Un populismo d’accatto, come minimo. L’idea di contrapporre la gente alle élite (ministri, parlamentari, tecnici, medici, magistrati, intellettuali), oltre che alla Nazione, è roba da lasciare sbigottiti. Ma come, volete fare la rivoluzione nazionale, battere i pugni sul tavolo europeo, rompere vincoli, tranciare le catene, andare alla ricerca di un posto al sole invocando la Comunità Nazionale e la difesa dei confini verso i disgraziati sui gommoni, e poi vi dimenticate che il Popolo nasce come soggetto primo di questa ipotetica rivoluzione nazionale, ne è il protagonista, e che il Popolo va inteso come unità di gente umile e intellettuali, lavoratori ed élite! Che riscatto nazionale ci può essere dietro la rivendicazione che la gente ‘normale’ debba essere risarcita da un condono fiscale, da una flat tax, da una paghetta paternalistica, e non invece da una società coesa, una democrazia più rappresentativa, un mondo complessivamente migliore?

Andatevi a rileggere Ippolito Nievo, allora, mica un astruso filosofo: basterebbe questo per capire quali contraddizioni solleviate, del tutto incoerenti con il populismo che pure professate, esplicitamente o meno.

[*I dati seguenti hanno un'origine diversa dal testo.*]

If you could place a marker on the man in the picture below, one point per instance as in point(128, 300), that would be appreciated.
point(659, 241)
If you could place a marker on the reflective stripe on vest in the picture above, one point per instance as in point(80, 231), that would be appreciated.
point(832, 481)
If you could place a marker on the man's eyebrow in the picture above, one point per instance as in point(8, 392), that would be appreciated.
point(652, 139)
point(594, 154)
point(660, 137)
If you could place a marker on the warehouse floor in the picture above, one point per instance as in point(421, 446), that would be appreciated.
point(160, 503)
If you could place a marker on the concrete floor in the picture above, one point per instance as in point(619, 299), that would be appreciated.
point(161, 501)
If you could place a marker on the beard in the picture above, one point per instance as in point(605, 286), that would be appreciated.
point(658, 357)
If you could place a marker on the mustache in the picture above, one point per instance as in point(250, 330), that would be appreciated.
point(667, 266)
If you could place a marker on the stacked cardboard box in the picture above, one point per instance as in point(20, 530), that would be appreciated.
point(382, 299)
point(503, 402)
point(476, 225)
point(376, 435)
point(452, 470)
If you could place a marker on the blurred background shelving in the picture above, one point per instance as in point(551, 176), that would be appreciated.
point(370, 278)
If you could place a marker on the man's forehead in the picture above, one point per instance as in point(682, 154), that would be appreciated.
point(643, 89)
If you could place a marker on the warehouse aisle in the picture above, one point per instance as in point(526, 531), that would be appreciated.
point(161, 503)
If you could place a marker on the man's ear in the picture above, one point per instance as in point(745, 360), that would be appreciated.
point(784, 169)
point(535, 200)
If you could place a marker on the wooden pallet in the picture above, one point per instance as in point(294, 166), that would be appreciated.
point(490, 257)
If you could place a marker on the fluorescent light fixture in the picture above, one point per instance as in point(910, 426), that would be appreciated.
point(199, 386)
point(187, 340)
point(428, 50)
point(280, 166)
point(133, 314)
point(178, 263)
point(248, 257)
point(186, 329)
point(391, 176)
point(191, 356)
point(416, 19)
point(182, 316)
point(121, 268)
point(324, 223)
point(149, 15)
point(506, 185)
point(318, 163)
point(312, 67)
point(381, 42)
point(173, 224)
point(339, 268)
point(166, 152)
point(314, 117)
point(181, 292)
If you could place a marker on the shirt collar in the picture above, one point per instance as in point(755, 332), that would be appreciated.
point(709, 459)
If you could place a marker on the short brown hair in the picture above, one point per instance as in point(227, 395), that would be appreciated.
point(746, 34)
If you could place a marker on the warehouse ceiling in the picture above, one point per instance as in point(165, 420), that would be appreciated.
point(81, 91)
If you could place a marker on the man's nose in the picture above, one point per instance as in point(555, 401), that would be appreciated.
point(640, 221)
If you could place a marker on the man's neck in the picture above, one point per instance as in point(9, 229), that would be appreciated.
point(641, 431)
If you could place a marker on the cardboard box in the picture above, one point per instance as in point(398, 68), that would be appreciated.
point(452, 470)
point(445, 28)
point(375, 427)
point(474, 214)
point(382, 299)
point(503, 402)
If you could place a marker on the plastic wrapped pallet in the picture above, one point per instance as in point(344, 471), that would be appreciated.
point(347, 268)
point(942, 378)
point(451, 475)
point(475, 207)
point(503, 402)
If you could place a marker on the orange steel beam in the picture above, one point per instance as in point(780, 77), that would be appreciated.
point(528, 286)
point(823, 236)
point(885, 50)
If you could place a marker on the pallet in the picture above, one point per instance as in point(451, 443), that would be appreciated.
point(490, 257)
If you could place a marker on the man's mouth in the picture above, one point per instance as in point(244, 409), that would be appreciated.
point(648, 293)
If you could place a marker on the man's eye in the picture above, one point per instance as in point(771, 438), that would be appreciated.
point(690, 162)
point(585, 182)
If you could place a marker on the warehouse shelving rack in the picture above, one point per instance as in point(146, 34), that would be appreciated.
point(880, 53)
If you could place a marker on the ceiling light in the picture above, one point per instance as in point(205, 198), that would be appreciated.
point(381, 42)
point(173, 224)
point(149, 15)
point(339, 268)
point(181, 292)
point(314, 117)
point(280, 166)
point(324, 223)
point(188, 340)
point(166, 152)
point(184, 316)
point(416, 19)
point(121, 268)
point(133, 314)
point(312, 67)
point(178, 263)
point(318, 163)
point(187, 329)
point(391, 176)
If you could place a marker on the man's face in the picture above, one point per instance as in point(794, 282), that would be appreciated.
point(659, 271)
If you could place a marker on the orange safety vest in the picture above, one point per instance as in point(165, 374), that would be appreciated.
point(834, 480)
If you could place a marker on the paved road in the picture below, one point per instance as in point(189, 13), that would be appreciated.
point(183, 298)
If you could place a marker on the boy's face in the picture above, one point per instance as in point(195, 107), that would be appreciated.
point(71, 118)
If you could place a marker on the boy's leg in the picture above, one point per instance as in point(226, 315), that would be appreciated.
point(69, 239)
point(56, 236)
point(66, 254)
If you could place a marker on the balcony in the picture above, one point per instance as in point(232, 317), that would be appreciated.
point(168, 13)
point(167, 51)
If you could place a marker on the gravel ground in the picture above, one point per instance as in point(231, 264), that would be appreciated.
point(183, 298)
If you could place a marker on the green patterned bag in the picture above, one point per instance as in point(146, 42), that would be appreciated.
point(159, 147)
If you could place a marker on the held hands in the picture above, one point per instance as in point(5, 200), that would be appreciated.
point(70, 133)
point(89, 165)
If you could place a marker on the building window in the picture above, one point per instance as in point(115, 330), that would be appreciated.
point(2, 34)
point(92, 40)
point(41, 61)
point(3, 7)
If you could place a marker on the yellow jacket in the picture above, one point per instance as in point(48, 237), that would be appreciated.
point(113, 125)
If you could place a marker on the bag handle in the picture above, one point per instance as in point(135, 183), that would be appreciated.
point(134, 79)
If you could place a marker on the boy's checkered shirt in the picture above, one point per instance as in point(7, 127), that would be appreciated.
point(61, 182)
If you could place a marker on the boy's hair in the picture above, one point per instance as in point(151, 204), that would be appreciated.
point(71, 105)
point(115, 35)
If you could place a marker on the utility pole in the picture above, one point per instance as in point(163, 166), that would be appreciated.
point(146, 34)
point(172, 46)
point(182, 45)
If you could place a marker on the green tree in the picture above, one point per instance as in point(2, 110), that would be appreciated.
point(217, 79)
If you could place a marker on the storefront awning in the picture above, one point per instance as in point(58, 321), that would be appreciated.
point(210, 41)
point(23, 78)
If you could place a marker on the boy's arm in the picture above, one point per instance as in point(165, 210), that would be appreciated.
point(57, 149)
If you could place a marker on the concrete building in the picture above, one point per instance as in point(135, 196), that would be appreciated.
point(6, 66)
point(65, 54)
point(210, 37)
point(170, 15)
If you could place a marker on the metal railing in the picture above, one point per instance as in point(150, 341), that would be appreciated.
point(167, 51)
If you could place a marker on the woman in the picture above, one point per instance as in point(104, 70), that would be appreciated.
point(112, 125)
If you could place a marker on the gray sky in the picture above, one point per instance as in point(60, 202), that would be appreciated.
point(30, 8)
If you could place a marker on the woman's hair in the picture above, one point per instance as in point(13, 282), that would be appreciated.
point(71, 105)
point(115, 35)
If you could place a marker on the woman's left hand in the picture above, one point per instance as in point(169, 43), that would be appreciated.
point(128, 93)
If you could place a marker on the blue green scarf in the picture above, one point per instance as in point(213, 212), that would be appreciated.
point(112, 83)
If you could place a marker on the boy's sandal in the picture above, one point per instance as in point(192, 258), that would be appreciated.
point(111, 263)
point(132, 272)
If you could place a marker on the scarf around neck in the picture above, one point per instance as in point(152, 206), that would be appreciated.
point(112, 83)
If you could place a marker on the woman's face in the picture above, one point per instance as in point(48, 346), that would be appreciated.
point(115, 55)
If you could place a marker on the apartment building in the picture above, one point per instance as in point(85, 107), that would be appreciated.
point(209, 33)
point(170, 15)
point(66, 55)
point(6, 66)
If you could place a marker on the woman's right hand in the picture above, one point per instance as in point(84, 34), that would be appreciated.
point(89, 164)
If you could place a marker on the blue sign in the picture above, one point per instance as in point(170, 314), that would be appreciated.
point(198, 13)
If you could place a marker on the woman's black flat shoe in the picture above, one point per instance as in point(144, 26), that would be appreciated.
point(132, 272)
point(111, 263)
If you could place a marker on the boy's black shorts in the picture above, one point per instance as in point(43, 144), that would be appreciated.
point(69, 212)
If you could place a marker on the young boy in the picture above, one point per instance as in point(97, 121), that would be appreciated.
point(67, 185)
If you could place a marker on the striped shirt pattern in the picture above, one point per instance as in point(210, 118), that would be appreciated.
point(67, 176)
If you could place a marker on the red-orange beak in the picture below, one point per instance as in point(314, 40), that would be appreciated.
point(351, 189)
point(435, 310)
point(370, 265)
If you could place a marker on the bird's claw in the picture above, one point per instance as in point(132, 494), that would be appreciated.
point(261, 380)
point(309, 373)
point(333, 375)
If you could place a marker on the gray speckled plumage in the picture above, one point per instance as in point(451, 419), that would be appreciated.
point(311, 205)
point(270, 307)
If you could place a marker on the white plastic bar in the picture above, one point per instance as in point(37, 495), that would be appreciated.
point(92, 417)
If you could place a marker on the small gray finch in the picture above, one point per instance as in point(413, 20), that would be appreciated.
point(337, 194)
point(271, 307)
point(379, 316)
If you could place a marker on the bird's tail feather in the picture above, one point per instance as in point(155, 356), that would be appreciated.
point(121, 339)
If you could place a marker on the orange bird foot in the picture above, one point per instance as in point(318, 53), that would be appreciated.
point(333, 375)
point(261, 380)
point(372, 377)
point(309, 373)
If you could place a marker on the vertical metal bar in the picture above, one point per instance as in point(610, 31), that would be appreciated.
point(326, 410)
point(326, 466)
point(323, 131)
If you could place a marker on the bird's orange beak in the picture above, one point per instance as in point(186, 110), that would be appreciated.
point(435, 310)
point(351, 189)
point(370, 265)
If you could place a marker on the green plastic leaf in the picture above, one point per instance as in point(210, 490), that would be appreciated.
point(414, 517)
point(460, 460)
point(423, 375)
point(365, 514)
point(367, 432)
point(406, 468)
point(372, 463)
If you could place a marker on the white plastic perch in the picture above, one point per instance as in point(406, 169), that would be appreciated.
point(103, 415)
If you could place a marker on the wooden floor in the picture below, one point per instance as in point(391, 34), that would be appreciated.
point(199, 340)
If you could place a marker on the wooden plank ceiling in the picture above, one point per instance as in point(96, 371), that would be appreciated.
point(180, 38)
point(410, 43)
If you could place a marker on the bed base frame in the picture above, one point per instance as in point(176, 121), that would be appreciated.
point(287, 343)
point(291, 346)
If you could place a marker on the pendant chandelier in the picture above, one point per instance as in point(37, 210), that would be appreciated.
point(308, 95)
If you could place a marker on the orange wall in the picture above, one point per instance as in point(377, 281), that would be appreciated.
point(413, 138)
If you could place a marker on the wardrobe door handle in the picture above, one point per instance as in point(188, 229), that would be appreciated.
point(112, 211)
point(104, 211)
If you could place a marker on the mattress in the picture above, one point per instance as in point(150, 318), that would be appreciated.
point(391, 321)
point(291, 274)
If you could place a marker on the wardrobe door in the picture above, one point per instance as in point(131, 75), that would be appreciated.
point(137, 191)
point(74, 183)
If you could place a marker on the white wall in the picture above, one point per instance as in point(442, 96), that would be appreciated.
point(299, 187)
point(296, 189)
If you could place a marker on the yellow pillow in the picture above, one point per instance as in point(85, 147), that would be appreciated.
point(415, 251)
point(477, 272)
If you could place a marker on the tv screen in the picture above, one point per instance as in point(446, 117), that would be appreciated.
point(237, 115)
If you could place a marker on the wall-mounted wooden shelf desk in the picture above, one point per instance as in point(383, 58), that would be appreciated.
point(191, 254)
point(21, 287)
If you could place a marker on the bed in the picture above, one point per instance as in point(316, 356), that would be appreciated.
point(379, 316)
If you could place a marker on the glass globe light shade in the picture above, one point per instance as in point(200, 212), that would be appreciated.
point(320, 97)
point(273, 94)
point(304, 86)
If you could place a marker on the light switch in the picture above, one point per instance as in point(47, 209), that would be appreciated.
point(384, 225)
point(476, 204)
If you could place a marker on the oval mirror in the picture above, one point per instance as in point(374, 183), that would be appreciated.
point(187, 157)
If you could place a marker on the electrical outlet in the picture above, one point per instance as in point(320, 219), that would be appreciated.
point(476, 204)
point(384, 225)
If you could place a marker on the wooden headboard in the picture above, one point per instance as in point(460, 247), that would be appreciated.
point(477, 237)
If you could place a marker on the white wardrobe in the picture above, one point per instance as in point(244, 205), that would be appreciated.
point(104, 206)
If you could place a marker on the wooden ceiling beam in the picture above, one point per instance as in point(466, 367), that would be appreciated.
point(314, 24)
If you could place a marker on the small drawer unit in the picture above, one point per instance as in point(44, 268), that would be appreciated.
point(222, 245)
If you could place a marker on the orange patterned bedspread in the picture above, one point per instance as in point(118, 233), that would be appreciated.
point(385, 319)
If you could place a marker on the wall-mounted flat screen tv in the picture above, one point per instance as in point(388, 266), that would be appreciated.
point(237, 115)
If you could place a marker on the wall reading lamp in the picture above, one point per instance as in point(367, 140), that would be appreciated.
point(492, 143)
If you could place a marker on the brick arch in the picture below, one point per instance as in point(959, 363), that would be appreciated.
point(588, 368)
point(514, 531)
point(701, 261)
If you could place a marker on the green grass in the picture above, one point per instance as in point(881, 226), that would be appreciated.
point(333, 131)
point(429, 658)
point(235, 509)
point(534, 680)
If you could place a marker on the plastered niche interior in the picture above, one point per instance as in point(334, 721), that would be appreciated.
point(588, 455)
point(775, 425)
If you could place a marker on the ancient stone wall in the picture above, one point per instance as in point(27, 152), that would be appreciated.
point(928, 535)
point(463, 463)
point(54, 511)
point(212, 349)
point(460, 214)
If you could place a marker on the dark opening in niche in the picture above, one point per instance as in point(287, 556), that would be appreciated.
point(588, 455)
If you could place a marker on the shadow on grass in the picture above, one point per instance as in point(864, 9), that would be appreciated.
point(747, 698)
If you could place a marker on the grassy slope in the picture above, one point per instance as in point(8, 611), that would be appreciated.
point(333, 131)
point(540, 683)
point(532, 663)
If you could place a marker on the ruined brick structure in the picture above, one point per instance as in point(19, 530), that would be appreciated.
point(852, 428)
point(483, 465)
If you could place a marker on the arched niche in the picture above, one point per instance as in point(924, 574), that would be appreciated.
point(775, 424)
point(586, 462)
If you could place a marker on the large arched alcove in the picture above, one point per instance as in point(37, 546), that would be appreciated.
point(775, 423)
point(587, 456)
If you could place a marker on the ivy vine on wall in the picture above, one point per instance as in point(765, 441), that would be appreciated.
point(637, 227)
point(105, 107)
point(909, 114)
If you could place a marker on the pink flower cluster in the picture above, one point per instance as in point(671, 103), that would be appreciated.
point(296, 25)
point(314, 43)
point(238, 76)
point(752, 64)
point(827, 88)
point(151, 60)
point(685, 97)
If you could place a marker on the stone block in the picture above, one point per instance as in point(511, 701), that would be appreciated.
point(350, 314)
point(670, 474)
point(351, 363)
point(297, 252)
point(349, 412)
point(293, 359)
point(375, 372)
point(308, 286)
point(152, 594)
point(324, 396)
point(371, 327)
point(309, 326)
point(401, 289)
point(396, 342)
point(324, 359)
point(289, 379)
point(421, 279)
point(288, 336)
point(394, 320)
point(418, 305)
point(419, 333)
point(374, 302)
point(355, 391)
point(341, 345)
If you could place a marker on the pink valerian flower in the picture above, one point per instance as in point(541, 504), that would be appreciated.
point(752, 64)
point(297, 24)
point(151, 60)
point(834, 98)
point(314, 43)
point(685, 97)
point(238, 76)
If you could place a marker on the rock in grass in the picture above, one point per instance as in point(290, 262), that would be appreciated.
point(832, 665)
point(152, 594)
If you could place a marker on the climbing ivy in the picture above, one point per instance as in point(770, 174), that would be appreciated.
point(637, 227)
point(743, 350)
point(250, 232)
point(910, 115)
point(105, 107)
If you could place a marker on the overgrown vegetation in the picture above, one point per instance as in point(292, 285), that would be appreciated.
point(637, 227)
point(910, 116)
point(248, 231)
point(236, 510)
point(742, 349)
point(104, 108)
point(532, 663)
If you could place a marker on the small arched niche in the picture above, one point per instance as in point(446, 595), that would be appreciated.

Nievo scrive del bisogno di “ricostituire l’unità nazionale; ricongiungere la mente con il braccio […]; di indurre cioè nelle opinioni del volgo rurale un cambiamento tale che le colleghi alle opinioni della classe intelligente, e li riunisca insieme e per sempre nell’amore della libertà e dell’indipendenza; che questo è il significato che può darsi ora in Italia alla frase: rivoluzione nazionale”. Rileggete questo passo con lessico attuale e vedrete come il disegno ‘nazionale’ passi per un ‘popolo’ che sia unità di ‘gente comune’ ed élite. Non lo Strapaese da due soldi che attizza le peggiori pulsioni ed esalta l’egoismo sociale, la paure e l’intolleranza contro le élite “cosmopolite” o locali, i professori, i ragionieri, i medici, gli uffici pubblici, ma un programma unitario di rinascita del Paese nel concorso di tutti e in base alle effettive capacità di ognuno. Questa sarebbe la strada giusta se stessimo parlando di forze popolari vere, non di individui pulsionali, atomi, aggregati attorno ai valori di mercato, oppure di politici veri e non avventurieri della politica.

Il populismo contemporaneo, laddove nei decenni trascorsi, puntava all’unità popolare e alla rivoluzione nazionale, oggi è solo un rabbioso movimento di parte, un pansindacato della gente, che contrappone e divide popolo a popolo, nazione a consessi internazionali, e crea debito pubblico senza cavarne un benessere sociale o generale, ma solo un illusorio benessere personale, che presto morrà dinanzi a servizi sempre più privi di risorse o smantellati. Questa serie di contraddizioni mostra come la strada populista (di destra come di sinistra), ossia l’idea di affidare a un Tribuno la soluzione dei problemi popolari a colpi di mance e di risentimento, sia un pezzo consistente della tragedia contemporanea. Torniamo alla politica, perciò, torniamo all’analisi minuziosa del sociale, all’idea che i conflitti tra le classi rafforzino la democrazia e non la uccidano, all’idea che i partiti rappresentino meglio e con più forza le esigenze popolari, dei lavoratori, dei precari, dei giovani, dei pensionati, delle donne, degli ultimi, non un ceto politico rampante, improvvisato, personalistico, che si fa spazio a mancette (e parlo anche del renzismo). Non amo molto né il concetto di ‘popolo’, né quello di ‘nazione’, ma devo ammettere che le esigenze di entrambi le hanno difese più i vecchi partiti che gli attuali banditori d’asta – più la democrazia rappresentativa che le chiacchiere in rete alla ricerca della felicità espressa in un click. Ormai dovrebbe essere chiaro a tutti.